The first kittiwakes were observed in Tromsø only in 2015, nesting in residential areas near the southern tip of the Tromsø island. Other locations got nesting seagulls long before, notably Newcastle-upon-Tyne in the UK already in the 1940s the wharf in the city of Vardø and the fishing community of Røst. However, until then, most kittiwakes had been found in colonies along the outermost coast.
Bird colonies go extinct
In the same year, 2015, Tove Kristin Reiersen visited the bird colony at Bleiksøya in the Vesterålen islands. In the 1990s, some 6000 pairs had been counted – but Tove found that the colony had no nesting kittiwakes at all. A colony had simply gone extinct. At Syltefjordstauran – once the biggest of them all – it is now very quiet in spring and summer. The same goes for the other big colonies. The total population in the North Atlantic is but a fraction of what it was just a few decades ago. So, some serious changes have taken place.
Why did kittiwakes become urbanites?
Why does a seabird leave colonies along the ocean and move to town? The reasons for this are not totally clear – but there are some theories.
The most important factor may be rising sea temperatures. Kittiwakes don’t dive underwater, they snatch their prey from the surface. If herring and capelin – the most important sources of food – start swimming deeper down, the kittiwakes can’t reach them. Or maybe the shoals of herring and capelin migrate further north – a phenomenon seen by many fish species along the coast.

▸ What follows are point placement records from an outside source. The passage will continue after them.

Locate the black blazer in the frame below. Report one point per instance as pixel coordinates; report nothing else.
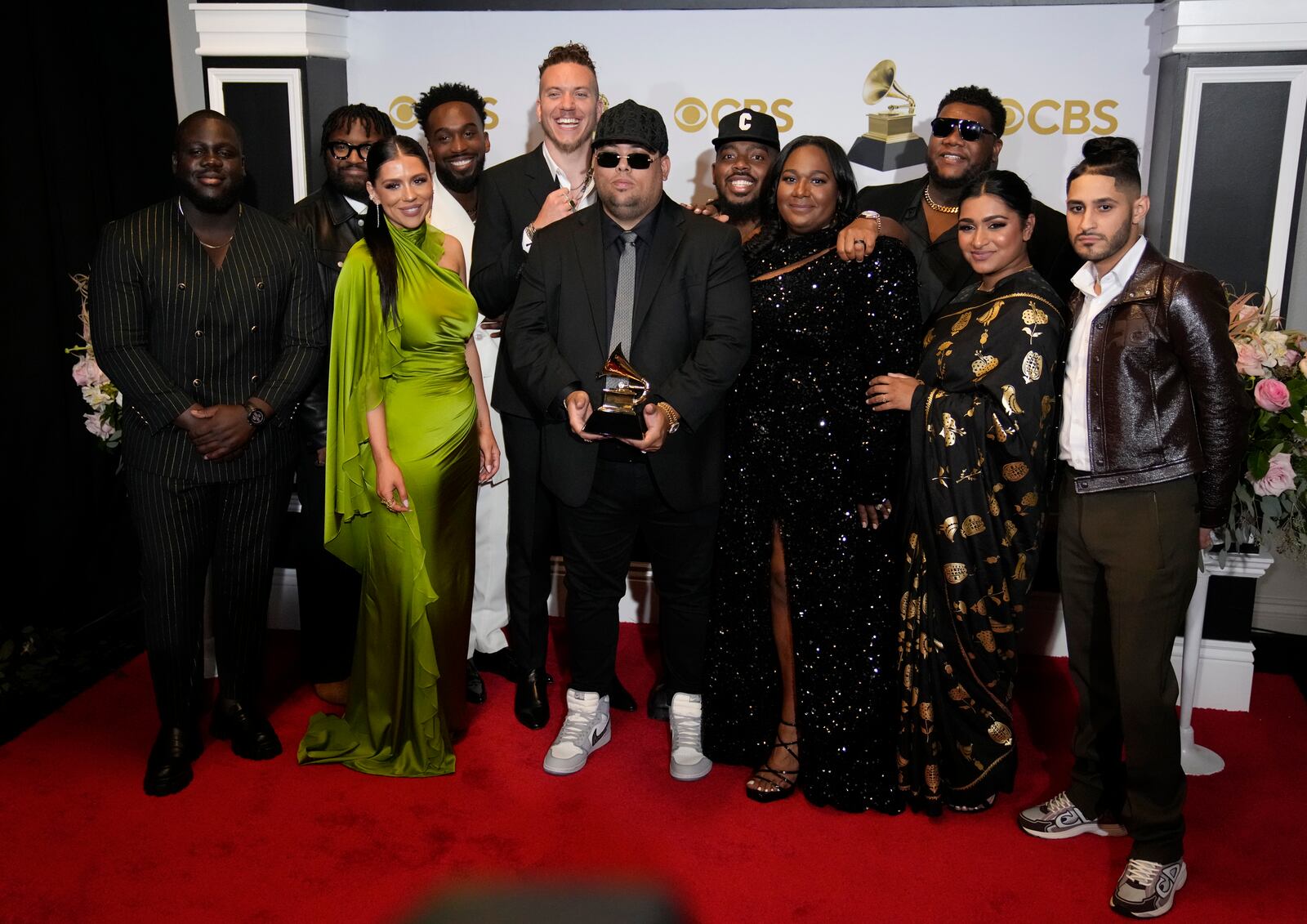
(509, 198)
(692, 327)
(172, 331)
(332, 226)
(1050, 248)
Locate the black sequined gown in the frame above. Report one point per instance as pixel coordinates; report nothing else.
(803, 447)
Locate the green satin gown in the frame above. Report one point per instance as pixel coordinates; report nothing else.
(405, 692)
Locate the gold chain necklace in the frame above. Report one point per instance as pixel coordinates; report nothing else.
(943, 209)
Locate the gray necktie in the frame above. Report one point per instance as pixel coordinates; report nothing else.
(624, 306)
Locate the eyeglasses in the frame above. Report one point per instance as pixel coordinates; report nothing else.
(343, 150)
(971, 131)
(636, 161)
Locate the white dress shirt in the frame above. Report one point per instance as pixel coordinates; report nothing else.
(1073, 437)
(582, 198)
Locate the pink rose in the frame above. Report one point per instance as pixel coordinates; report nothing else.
(87, 373)
(1271, 395)
(1278, 479)
(1250, 359)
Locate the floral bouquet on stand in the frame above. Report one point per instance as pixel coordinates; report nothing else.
(105, 400)
(1272, 494)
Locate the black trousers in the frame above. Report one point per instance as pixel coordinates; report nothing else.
(1128, 562)
(328, 587)
(533, 527)
(598, 540)
(186, 529)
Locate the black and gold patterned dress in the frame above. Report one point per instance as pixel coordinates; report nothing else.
(982, 444)
(803, 449)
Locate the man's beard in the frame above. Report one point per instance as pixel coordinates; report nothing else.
(461, 185)
(740, 212)
(954, 185)
(211, 203)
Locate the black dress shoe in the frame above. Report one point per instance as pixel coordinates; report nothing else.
(497, 663)
(660, 702)
(252, 734)
(169, 767)
(476, 686)
(620, 699)
(531, 705)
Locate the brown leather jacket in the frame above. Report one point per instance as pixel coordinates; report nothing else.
(1165, 398)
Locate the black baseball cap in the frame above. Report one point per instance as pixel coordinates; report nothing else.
(748, 124)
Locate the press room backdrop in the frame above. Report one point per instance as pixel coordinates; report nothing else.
(1067, 74)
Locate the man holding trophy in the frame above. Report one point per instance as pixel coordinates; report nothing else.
(631, 326)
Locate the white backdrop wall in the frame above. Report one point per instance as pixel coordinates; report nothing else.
(1065, 72)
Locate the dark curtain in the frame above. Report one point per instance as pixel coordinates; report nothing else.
(89, 143)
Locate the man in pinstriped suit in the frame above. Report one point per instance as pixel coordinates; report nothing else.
(208, 316)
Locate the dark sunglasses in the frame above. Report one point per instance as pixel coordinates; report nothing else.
(971, 131)
(636, 161)
(341, 150)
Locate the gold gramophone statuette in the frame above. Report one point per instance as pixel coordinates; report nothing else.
(621, 413)
(889, 143)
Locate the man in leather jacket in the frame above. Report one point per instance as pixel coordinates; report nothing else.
(1154, 427)
(332, 218)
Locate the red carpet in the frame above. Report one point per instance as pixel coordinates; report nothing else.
(279, 842)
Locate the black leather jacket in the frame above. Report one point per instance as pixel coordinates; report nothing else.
(332, 228)
(1165, 398)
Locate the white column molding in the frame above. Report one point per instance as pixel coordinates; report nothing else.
(1294, 74)
(271, 30)
(219, 78)
(1187, 26)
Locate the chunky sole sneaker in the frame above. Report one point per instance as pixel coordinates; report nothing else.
(585, 730)
(1059, 819)
(1148, 889)
(685, 716)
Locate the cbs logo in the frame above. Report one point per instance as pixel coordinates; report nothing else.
(1069, 117)
(692, 114)
(403, 115)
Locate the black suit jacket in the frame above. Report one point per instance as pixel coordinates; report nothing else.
(509, 199)
(1050, 248)
(172, 331)
(692, 327)
(332, 226)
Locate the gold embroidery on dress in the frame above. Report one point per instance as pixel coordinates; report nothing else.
(1032, 368)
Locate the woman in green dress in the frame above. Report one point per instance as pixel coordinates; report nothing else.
(982, 442)
(408, 440)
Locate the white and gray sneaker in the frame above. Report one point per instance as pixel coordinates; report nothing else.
(688, 762)
(1148, 889)
(585, 730)
(1059, 819)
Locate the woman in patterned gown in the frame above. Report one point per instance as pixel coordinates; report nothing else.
(801, 649)
(408, 440)
(982, 442)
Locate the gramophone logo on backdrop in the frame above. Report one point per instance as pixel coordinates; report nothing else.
(889, 141)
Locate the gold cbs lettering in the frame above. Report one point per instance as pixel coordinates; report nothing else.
(403, 115)
(692, 114)
(1069, 117)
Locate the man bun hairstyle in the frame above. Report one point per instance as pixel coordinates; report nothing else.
(448, 93)
(1117, 157)
(573, 52)
(982, 97)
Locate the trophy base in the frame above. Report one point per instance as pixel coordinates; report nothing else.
(881, 154)
(613, 424)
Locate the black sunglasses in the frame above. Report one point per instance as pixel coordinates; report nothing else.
(636, 159)
(971, 131)
(341, 150)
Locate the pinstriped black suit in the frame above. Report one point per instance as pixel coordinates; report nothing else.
(170, 329)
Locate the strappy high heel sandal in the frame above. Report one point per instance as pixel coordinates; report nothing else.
(781, 783)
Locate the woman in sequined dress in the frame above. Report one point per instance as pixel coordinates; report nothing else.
(801, 643)
(982, 440)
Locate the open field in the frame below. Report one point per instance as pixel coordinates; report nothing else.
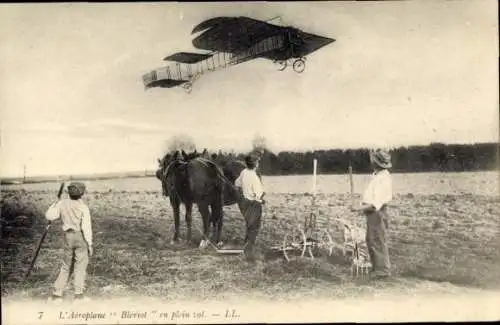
(444, 239)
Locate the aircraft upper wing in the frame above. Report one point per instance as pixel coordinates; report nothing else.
(186, 57)
(232, 34)
(310, 43)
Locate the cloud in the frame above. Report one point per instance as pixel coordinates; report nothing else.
(114, 127)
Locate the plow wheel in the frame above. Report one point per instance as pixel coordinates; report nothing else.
(188, 86)
(320, 244)
(299, 65)
(281, 65)
(294, 244)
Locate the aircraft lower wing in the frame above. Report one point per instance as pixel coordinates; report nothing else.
(162, 78)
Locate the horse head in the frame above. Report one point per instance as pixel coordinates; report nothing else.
(167, 167)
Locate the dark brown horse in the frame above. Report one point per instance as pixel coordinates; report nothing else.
(193, 179)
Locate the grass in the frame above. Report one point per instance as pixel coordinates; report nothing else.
(439, 243)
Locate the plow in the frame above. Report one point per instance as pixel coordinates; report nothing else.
(310, 241)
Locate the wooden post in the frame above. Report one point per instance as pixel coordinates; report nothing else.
(315, 165)
(351, 183)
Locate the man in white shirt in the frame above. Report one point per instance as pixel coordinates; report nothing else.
(374, 205)
(77, 228)
(250, 205)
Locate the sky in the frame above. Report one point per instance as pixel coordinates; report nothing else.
(400, 73)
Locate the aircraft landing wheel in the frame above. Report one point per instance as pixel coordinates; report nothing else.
(281, 65)
(299, 65)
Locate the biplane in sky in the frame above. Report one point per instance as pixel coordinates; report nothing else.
(234, 40)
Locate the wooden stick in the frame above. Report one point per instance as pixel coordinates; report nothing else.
(44, 234)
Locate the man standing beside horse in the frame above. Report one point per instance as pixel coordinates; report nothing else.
(250, 205)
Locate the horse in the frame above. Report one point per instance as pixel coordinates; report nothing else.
(193, 179)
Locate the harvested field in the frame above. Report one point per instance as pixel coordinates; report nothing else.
(440, 243)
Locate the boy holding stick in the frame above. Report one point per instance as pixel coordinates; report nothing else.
(77, 227)
(374, 206)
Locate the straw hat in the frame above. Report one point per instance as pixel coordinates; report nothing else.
(251, 160)
(76, 189)
(381, 157)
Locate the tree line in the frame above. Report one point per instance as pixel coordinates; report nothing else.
(436, 157)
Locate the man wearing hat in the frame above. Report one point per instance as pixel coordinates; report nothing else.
(77, 228)
(252, 192)
(374, 205)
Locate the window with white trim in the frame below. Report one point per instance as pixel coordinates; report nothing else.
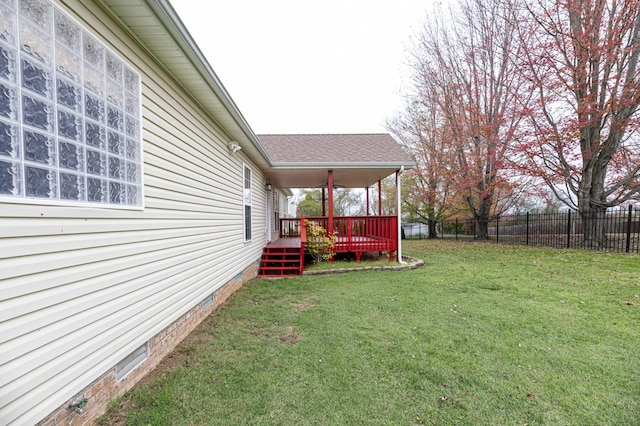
(70, 115)
(246, 194)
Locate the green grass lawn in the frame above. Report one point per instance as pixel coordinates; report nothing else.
(481, 335)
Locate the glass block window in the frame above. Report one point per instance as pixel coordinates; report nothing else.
(70, 116)
(246, 195)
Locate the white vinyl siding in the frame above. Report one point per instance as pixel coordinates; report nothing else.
(84, 287)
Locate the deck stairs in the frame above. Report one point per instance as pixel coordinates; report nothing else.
(281, 261)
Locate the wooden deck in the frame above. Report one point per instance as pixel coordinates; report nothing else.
(285, 256)
(293, 242)
(354, 244)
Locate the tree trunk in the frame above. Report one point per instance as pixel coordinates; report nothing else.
(432, 229)
(483, 228)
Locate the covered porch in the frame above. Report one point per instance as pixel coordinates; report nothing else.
(327, 162)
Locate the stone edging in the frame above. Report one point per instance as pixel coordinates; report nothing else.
(412, 263)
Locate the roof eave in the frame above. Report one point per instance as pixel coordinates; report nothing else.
(232, 120)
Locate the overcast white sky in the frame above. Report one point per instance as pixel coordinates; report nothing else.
(302, 66)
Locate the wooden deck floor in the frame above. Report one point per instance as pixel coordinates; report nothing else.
(285, 243)
(343, 244)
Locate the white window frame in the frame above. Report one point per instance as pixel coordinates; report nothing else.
(246, 202)
(70, 113)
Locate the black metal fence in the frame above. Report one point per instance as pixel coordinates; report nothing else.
(621, 228)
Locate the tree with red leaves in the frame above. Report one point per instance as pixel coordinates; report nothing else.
(464, 63)
(427, 187)
(581, 62)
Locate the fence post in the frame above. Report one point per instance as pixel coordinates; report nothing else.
(629, 229)
(569, 229)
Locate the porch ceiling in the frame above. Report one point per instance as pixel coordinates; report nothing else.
(357, 160)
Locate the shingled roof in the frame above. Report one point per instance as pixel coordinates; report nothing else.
(357, 160)
(334, 149)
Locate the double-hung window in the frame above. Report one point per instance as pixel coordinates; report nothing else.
(247, 203)
(70, 115)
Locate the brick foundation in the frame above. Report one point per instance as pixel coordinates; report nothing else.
(106, 387)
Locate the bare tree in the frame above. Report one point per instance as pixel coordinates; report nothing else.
(428, 186)
(464, 61)
(582, 65)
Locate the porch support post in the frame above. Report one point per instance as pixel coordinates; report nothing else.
(379, 198)
(330, 200)
(399, 212)
(367, 191)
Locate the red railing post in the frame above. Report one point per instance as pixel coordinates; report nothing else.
(303, 241)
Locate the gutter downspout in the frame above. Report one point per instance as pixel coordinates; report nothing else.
(399, 211)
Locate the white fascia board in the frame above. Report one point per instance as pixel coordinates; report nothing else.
(340, 165)
(172, 22)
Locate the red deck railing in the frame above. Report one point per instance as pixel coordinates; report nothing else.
(356, 234)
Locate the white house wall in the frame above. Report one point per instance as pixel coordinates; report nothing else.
(82, 287)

More predators – white-tailed eagles, ravens and crows – may also be a contributing factor. The effects of commercial fishing are more debated – fish stocks are closely monitored and fishing strictly regulated. However, the data are inconclusive – and more research is underway.
Urban kittiwakes find new food sources
The Tromsø kittiwakes don’t fish on the open sea anymore. Instead, they have found a new food source. In the big fjord systems near town, there is more fish than before. This is explained by an earlier spring – causing an increased outflow of nutrient-rich freshwater into the fjords. Hence, increasing temperatures both forced the kittiwakes to relocate – but also provided new food sources.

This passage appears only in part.